Prairies Economic Development Canada (PrairiesCan) is the federal economic development agency of the Canadian Prairies, which encompasses Alberta, Manitoba, and Saskatchewan. Its main priorities focus on community economic development, trade and investment, innovation, and business development.

It is headquartered in Edmonton, Alberta, with offices in Saskatoon and Winnipeg, a regional satellite office in Calgary, and a liaison office in Ottawa at the Thomas D'Arcy McGee Building. It will also be establishing new service locations in Lethbridge, Fort McMurray, and Grande Prairie, Alberta; Regina and Prince Albert, Saskatchewan; and Brandon and Thompson, Manitoba.

Canada's Minister of Northern Affairs, currently Daniel Vandal, holds the title of Minister responsible for Prairies Economic Development Canada, along with Minister responsible for the Canadian Northern Economic Development Agency.

PrairiesCan was created in August 2021 from splitting the Western Economic Diversification Canada into two separate agencies, the other encompassing British Columbia.

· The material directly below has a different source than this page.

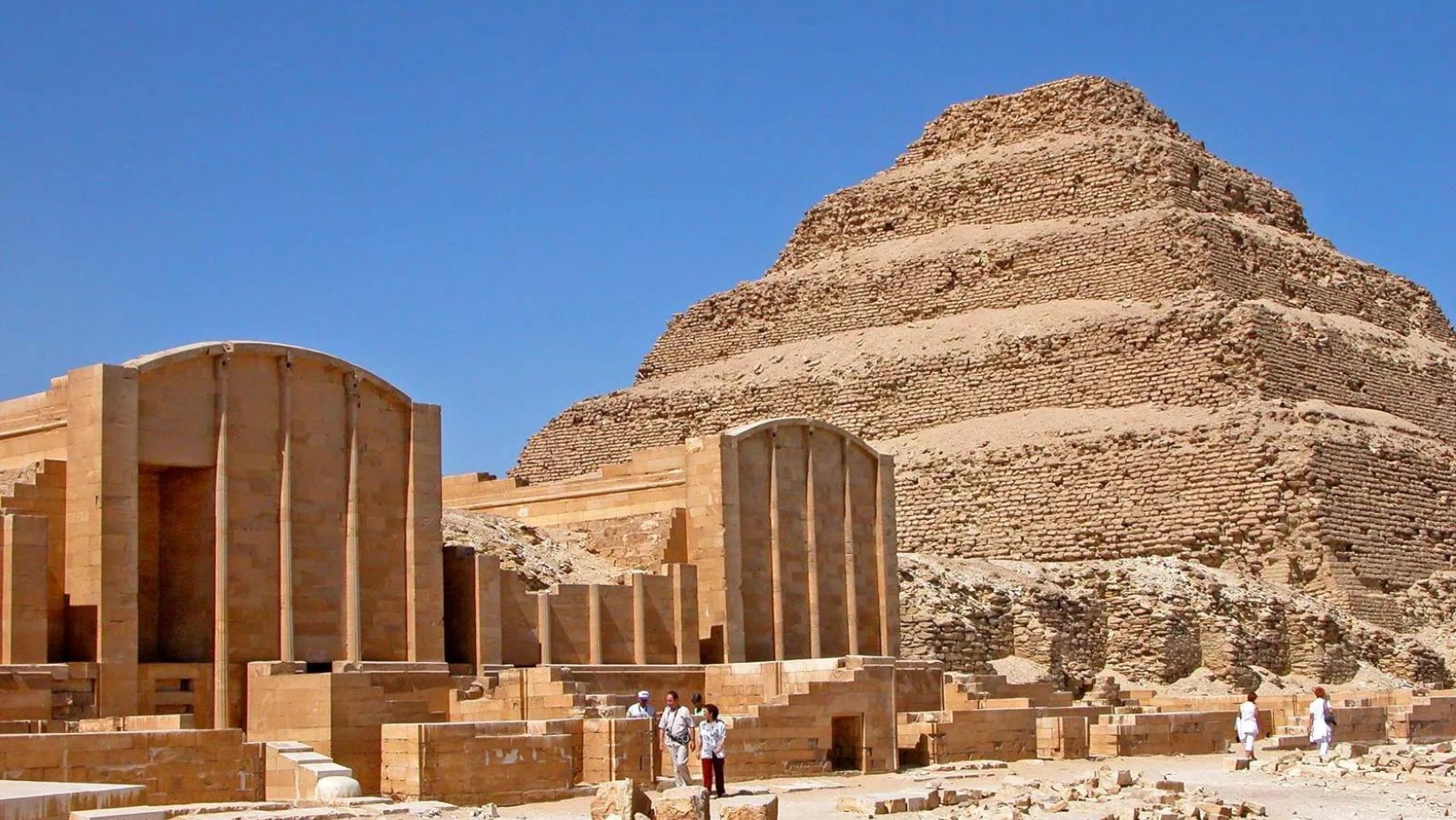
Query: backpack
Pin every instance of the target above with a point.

=== Western Economic Diversification Canada ===

The Western Economic Diversification Canada (WD; legal name: Department of Western Economic Diversification) was a Canadian federal ministerial department concerned with the economy and economic development of Western Canada, which encompasses Alberta, British Columbia, Manitoba, and Saskatchewan.

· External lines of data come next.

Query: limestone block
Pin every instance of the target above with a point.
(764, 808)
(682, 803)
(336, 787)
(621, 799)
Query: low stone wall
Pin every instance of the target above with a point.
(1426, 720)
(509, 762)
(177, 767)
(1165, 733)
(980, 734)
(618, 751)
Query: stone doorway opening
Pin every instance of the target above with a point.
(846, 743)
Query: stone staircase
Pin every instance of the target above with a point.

On 5 August 2021, the Government of Canada announced that WD would be divided into two new agencies—PacifiCan for BC; and PrairiesCan for Alberta, Manitoba, and Saskatchewan.

WD operated under the provision of the Western Economic Diversification Act, which came into force on 28 June 1988. Formerly, WD was led by the Minister of Western Economic Diversification.

WD was headquartered in Edmonton, AB, and had regional offices in each of the other western provinces: Winnipeg, MB; Saskatoon, SK; and Vancouver, BC. The Edmonton office has now become the headquarters of PrairiesCan.

The Western Canada Business Service Network (WCBSN) is a group of independent organizations that receive funding from WD in order to help people in Western Canada start, grow, and expand their businesses.

The agency also released a quarterly economic publication called West at a Glance.